Здоровенный, пузатый Пороля привскочил было в кресле, словно желая в знак благодарности щелкнуть каблуками, но удержался, и только в его глазах, устремленных на Ромбича, красных не то от усталости, не то от водки, можно было прочесть: «Понимаю, благодарю». Зато сухопарый, худой Кноте не проявил никаких эмоций. У Ромбича мелькнула мысль: «На кой черт давать ему командование, ведь известно, что он фанфарон и критикан». Задетый за живое тем, что ему не выразили признательности, он отвернулся, дернул за шнурок и, не глядя ни на генералов, ни на карту, сухо начал:
— Общие основы плана следующие: противопоставить немецкому нападению активную оборону, пока возрастающий натиск союзников на Западе не позволит нам перейти в наступление. Таким образом, фактор времени является для нас решающим.
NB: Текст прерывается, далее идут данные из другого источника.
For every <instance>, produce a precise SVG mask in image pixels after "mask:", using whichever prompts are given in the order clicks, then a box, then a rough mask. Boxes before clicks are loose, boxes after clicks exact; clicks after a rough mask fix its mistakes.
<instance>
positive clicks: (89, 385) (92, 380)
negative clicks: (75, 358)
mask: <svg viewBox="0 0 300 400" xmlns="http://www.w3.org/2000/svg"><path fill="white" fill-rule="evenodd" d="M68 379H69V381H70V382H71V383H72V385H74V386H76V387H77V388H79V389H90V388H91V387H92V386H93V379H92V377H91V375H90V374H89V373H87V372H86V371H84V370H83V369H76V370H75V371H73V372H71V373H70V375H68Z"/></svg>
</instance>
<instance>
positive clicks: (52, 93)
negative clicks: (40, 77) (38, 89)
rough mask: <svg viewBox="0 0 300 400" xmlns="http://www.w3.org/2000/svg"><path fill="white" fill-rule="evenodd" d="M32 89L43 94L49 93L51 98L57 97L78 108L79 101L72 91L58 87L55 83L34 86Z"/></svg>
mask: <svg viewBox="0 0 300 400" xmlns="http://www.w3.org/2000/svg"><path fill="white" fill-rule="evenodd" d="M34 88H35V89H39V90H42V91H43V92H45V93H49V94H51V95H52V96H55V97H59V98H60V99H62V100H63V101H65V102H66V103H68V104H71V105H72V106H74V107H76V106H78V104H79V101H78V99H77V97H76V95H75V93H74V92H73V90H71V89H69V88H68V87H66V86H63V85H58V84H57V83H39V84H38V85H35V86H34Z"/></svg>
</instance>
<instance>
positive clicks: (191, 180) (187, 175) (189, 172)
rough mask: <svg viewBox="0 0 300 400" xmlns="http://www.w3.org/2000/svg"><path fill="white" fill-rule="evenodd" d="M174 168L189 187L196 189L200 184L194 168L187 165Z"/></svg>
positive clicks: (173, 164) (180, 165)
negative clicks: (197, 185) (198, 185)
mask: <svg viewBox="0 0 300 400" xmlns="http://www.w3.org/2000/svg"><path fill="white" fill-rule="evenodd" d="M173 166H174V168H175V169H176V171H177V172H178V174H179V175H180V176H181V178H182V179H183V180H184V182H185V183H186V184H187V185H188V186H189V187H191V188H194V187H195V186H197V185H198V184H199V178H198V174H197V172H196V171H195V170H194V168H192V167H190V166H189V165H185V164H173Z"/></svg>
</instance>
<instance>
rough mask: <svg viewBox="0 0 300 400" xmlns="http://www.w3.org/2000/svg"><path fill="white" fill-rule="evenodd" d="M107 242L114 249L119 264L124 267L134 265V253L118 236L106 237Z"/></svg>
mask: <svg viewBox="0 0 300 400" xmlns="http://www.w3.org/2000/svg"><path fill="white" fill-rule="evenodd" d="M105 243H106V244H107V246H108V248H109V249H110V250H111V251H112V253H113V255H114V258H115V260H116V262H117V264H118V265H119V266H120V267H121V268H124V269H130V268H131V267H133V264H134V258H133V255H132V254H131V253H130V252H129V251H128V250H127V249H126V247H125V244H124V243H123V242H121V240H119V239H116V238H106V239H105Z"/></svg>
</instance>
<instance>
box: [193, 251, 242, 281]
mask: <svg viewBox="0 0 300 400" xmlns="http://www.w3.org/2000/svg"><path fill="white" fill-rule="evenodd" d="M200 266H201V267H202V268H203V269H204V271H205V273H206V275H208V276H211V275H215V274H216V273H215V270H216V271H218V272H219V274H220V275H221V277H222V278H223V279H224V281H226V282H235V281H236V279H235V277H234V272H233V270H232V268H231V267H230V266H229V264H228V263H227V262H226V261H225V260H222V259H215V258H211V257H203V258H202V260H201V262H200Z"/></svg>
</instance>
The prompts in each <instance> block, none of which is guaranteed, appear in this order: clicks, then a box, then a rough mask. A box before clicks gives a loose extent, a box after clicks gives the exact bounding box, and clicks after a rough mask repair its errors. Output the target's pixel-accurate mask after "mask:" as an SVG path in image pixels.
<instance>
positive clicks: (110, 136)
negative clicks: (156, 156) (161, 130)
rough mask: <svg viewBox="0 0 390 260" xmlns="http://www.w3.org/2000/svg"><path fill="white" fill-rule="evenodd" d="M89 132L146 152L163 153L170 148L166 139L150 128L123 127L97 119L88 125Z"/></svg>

Необходимо только выдержать первый натиск тевтонского бешенства, сохраняя максимум живой силы, нашу промышленность и земли. С этой целью…
В молчании аудитории таилось что-то не позволяющее Ромбичу оставаться дольше в позе обиженного. Повернувшись боком, он незаметно покосился на своих слушателей. Кноте по-прежнему хранил невозмутимое спокойствие, только углы губ опустились и в глазах светилась злоба, почти ненависть. Пороля вцепился пальцами в ручки кресла, подбородок у него отвис, лицо побелело, рот раскрылся, и нижняя губа дрожала. Оба впились в карту так, будто ни слова не слышали из того, что бубнил Ромбич.
А он продолжал говорить, отвернувшись от них, и тоже смотрел на карту. Что их так взволновало, понять было нетрудно. Да и сам он, хоть и знал наизусть расположение флажков, теперь поперхнулся и стал заикаться:
— Основная линия обороны… озера в районе Жнина, верхняя Нотец… — Слова застревали у него в горле.
То ли размер этих голубых флажков был больше, то ли цвет ярче, а может, адъютант со злости или по глупости воткнул их как-то не так? Но перевес противника, к которому Ромбич успел уже привыкнуть во время ночных бдений, выглядел сейчас совсем по-другому. Под самой Варшавой против одного красного флажка стояло пять голубых. От их синевато-стального блеска линия границы как будто еще больше вогнулась и свисала вниз. Налево от Данцигского коридора, напротив двух или трех красных флажков, стояли, тесно сгрудившись, восемь голубых, их подпирали еще два, по одному на каждом фланге.
Но худшее было не здесь! К северу и к западу от Силезии карта напоминала разбушевавшееся море. От Ченстохова до Велюня десятка полтора голубых флажков против трех красных. Потом еще шесть или семь слева против двух и с десяток правее, к горам. А там еще и еще — над Гданьском, под Грудзёндзом, напротив Санока по два, по одному. Ромбич пробежал по ним глазами, припоминая названия: восьмая моторизованная, сорок пятая танковая группа, двадцать четвертая… Он пытался собраться с мыслями, внушал себе, что все это давно знает, что такое расположение войск ему известно уже с неделю, но молчание потрясенных генералов там, за его спиной, почти лишило его дара речи, С минуту он стоял, тщетно ожидая, пока они наглядятся на карту. Дольше медлить нельзя, надо их поторопить.